Quando finalmente le torri apriranno verso il maggio di quest’anno dunque, portando a realizzazione la commessa della multinazionale francese Accor in collaborazione con la catena locale Katara Hospitality, gli ampi spazi interni delle due torri si troveranno dedicati rispettivamente a residenze private nella loro parte superiore, mentre più in basso troveranno posto ambienti alberghieri rispettivamente connotati dal possesso di cinque e “sei” stelle. Esplicitamente indifferenti ai limiti di un sistema di valutazione che idealmente non dovrebbe mai superare la prima di queste due cifre, come del resto già fatto nel Mondo Arabo per il Jumeirah Hotel del Burj Al Arab, considerata l’unica struttura di accoglienza giudicata degna di possedere ben sette stelle. E chi potrebbe mai, d’altra parte, pretendere di riuscire a far di meglio? Dotato di ampi parcheggi e spazi per eventi in grado di accogliere fino a 2.500 persone allo stesso tempo (distanziamento sociale permettendo) il complesso delle due torri a scimitarra vanta inoltre un importante primato in termini di riduzione dell’impatto ecologico, visti i più avanzati accorgimenti di conservazione dell’energia e dell’acqua incentivati dal sistema di valutazione GSAS, largamente al di sopra degli standard formali ASHRAE 90.1-2016. Sia dal punto di vista termico che idrico, con il riciclo dell’acqua corrente nelle toilette e per l’irrigazione dei rigogliosi giardini che circondano un così notevole punto di riferimento urbano.
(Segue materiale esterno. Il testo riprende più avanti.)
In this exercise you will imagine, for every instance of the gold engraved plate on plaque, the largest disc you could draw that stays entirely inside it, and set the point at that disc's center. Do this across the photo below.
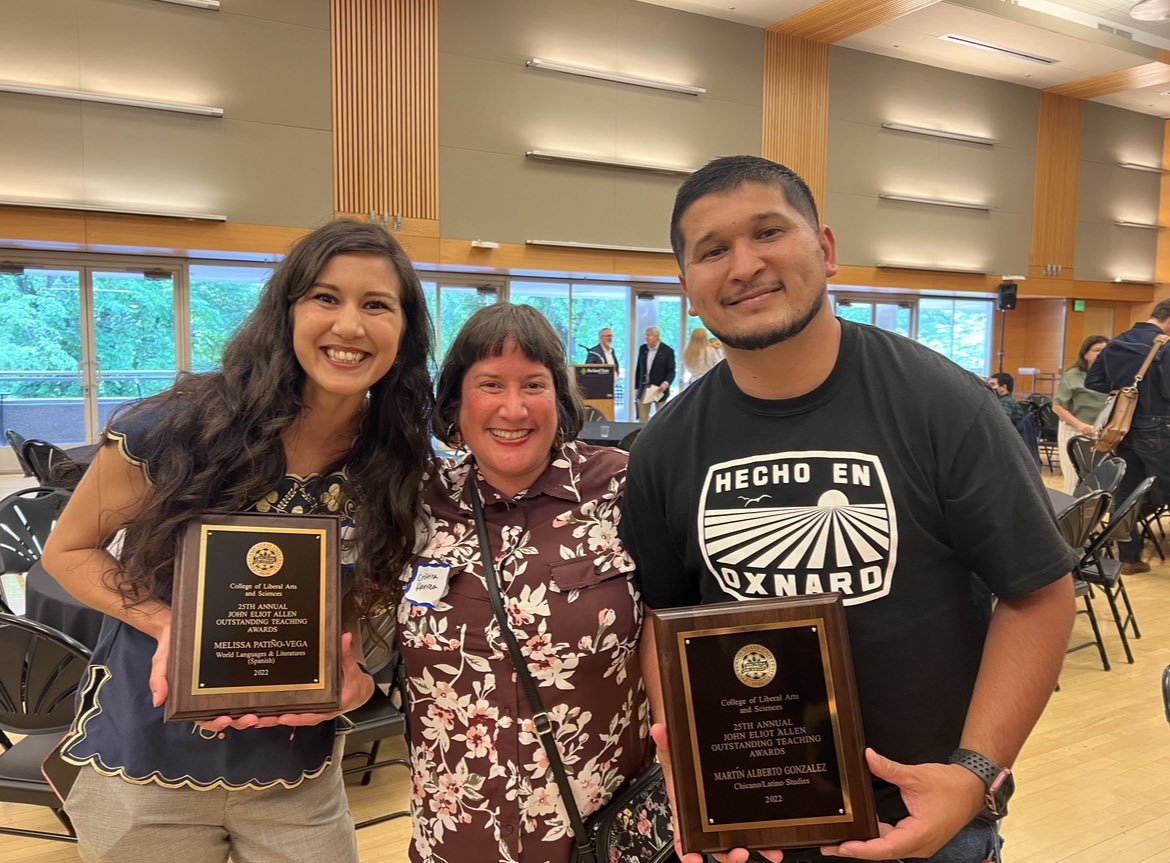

Come apprezzabile da uno dei molti video offerti sui diversi canali di YouTube, il nuovo lungomare di Lusail si presenta dunque come un luogo ameno ed attraente, conforme alla visione di un mondo arabo più che mai interessato alla praticità di fruizione di tante realtà turistiche d’Occidente. Unico segnale di trovarsi circondati da una cultura di matrice profondamente diversa, qualche insolito cartello di divieto, contro il disturbo di qualsiasi tipo della quiete pubblica, l’abuso di alcol, e per segnalare la necessità d’indossare il velo in determinati spazi dove dovrebbe idealmente essere la modestia a farla da padrone. Il che, sotto l’ombra di una coppia di giganteggianti scimitarre, sembrerebbe assumere un peso di tutt’altra tipologia e natura.
Ma chi mai sarebbe disposto, specialmente oggi, a viaggiare, senza accettare piccoli e giustificati compromessi nei confronti dell’altrui visione della condizione umana? Purché questi non ledano ai fondamentali diritti di coloro che costituiscono il consorzio della società mondiale globalizzata. Che in merito a determinati standard comportamentali ed organizzativi, volente o nolente, dovrà un giorno rassegnarsi ad adottare un conformità indivisa. Come già avviene, sotto gli occhi di tutti, nei settori privilegiati del lusso e del turismo internazionale.